Amberhill struck viper-fast, grabbing a pair of silver candlesticks from Yap’s hands.

“These are nothing?” Amberhill demanded. “Empty your pockets.” When Yap just gaped at him, he said in a low threatening voice, “Empty your pockets.”

Yap gulped, then started turning out his pockets, producing a spoon, an ornate letter opener, and a pair of Morry’s gold cufflinks.

Amberhill swiped the cufflinks from him. Anger grew in him like a fever. The candlesticks and other trinkets were negligible, but the cufflinks, that was a different matter. “You do not deserve the clothes you now wear. They belonged to a good, honest man. A father he was to me. You dishonor him.”

Yap backed away, visibly trembling.

Amberhill paused, breathing hard. The heat of anger turned to a sharp, cold razor. “And if you are stupid enough to steal from a master thief, then maybe I should turn you out in only the skin you were born in.”

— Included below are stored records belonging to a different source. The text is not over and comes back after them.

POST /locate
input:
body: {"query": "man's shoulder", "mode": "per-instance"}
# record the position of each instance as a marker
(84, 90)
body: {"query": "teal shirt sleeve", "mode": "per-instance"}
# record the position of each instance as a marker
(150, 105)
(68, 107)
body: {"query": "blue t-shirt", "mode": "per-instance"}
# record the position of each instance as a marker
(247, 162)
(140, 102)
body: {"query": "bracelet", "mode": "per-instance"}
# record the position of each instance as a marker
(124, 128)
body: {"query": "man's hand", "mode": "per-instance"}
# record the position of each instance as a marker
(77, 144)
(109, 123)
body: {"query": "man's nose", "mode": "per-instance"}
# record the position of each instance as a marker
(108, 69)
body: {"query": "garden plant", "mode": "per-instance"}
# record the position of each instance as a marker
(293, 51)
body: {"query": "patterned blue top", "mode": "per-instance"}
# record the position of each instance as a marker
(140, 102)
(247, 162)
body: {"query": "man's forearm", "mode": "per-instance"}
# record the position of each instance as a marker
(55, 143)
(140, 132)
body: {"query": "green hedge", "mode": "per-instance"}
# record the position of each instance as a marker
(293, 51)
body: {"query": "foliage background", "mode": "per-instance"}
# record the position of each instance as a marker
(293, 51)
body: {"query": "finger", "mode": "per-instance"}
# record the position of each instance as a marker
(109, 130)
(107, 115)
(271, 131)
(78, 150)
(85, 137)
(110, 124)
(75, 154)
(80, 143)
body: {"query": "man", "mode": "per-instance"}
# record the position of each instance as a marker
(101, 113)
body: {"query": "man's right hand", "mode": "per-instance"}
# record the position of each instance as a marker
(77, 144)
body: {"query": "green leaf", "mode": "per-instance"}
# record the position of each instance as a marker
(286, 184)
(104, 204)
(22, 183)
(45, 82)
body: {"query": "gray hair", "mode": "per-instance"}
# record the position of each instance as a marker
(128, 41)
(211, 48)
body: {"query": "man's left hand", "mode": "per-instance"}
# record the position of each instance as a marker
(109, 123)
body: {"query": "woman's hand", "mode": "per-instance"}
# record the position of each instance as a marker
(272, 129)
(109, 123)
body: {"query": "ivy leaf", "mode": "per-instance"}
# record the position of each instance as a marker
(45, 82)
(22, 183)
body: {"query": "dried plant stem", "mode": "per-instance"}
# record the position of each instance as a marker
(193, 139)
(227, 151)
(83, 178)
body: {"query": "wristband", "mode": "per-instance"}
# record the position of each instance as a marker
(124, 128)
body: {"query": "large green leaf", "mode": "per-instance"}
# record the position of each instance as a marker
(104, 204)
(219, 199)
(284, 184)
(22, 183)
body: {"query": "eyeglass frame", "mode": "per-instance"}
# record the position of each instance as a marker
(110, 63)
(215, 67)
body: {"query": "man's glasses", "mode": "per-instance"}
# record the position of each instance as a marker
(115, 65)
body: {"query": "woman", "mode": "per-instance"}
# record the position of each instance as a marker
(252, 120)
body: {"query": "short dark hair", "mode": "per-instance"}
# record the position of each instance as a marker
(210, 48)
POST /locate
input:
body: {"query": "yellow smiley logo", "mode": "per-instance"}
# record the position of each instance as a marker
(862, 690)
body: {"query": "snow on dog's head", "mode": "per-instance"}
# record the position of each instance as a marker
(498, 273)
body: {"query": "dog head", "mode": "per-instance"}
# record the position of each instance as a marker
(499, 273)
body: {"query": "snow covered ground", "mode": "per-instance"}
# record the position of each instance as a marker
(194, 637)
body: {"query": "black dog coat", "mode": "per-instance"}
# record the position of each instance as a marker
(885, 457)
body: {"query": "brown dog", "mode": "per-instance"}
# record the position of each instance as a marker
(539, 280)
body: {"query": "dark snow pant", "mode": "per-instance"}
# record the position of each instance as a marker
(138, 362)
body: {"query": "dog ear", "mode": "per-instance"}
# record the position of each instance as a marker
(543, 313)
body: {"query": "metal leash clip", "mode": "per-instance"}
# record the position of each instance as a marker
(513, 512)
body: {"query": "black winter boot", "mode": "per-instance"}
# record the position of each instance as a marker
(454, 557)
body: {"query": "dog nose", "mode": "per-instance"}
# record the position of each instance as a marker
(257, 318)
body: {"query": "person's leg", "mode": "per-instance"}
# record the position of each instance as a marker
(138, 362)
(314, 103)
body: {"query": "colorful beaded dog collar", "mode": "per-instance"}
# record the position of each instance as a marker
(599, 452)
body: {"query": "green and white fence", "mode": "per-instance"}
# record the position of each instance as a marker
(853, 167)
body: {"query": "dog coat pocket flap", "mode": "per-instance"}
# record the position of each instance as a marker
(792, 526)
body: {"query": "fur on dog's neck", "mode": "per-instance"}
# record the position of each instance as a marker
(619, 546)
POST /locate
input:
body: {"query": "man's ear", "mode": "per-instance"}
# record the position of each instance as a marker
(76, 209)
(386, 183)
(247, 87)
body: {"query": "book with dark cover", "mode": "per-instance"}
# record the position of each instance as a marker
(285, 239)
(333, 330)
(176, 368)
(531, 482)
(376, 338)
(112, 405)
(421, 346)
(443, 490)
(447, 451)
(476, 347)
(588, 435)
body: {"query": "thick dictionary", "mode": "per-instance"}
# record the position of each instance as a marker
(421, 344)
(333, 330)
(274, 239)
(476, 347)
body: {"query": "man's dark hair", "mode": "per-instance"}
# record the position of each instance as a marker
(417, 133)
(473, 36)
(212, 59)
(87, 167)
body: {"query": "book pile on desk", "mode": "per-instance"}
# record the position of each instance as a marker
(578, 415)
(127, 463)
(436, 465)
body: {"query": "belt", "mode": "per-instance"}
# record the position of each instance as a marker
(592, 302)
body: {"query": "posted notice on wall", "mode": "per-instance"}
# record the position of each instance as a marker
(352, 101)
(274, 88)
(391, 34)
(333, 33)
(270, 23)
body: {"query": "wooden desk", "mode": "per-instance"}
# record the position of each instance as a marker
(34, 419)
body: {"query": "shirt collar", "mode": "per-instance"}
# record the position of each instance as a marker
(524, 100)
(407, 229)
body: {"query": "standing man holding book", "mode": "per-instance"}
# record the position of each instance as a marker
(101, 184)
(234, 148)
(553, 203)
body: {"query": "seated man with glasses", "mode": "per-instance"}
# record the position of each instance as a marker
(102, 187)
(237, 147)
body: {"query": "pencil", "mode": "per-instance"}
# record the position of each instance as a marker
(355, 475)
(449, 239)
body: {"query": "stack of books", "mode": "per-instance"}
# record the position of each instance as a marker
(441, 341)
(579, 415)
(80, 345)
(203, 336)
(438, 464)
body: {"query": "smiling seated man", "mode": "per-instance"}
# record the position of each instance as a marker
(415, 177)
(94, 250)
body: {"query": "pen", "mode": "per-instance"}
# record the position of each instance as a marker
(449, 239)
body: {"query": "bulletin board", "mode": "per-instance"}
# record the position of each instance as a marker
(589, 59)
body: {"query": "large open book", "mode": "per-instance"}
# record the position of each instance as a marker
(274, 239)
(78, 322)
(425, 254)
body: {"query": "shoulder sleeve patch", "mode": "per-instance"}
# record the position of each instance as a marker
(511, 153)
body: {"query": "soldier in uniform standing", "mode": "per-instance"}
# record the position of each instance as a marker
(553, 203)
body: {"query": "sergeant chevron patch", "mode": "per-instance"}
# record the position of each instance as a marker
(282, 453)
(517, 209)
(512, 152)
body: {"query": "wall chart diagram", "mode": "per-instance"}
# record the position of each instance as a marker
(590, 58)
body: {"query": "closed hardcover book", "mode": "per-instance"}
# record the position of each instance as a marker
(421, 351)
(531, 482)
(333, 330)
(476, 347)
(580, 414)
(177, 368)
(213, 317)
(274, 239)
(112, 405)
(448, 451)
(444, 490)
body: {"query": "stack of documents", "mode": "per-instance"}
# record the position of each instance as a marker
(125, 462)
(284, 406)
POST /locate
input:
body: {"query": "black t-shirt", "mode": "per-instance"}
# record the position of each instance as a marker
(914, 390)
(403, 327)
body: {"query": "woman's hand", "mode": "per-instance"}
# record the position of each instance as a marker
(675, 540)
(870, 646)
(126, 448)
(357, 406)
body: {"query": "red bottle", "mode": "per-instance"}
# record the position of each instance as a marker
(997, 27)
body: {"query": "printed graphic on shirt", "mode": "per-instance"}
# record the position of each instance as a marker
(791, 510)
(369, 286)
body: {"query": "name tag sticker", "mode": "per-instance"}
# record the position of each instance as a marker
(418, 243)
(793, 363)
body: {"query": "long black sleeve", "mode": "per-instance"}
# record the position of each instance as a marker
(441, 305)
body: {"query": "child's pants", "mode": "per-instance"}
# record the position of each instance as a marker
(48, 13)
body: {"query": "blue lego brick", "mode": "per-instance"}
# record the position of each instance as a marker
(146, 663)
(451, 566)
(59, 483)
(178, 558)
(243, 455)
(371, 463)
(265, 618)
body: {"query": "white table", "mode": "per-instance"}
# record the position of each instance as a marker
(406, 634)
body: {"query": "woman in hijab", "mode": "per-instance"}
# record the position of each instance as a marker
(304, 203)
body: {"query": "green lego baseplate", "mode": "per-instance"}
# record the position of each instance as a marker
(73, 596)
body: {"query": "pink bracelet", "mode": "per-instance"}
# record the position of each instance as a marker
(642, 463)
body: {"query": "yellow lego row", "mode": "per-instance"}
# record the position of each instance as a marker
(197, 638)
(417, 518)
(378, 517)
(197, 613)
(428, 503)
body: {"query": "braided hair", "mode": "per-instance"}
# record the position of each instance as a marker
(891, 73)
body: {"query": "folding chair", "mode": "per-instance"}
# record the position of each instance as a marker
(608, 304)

Yap’s eyes went wide and were made grotesque by the cracked lenses of his specs.

Amberhill suddenly felt terribly exhausted. Exhausted and a hundred years old. Seeing Yap in Morry’s old things had chafed a much too recent wound, rubbed it raw and bleeding. He licked his lips. Forced himself to calm. He straightened and passed his hand over his eyes. “You will not be stealing from me again, will you Mister Yap.”

“You won’ kill me, sir, will ya?” came the plaintive question.

Amberhill frowned. By all the gods, the pirate was close to weeping. He’d been broken at some point in his life. Amberhill almost pitied him. Almost, but not enough to prevent him from taking advantage of the pirate’s shattered spirit.

When Amberhill failed to immediately provide an answer, Yap backed away, holding out the items he had stolen, as well as the four silvers that were his payment. “Please, sir, take ’em back. Please don’ kill me. I’ll leave yer things and leave ya be.”

“The silvers are yours,” Amberhill said. “Unlike the other items, I gave them to you. You will assure me, however, they will not be spent on liquor. I don’t need men in my employ to be drunk.”

“I don’ ... I don’ follow, sir. You won’ kill me?”

“You said you were bound to go back to sea.”

“Aye, but—”

“I, too, am going to sea. On a voyage, Mister Yap. I need someone with your ... expertise to go with me.”

Yap stood a little straighter, then gazed down. Amberhill followed his gaze to his own hand, to where the dragon ring resided on his finger. Was it his imagination, or did the ruby pulse for just a moment? He thought he felt the breath of the sea against his face.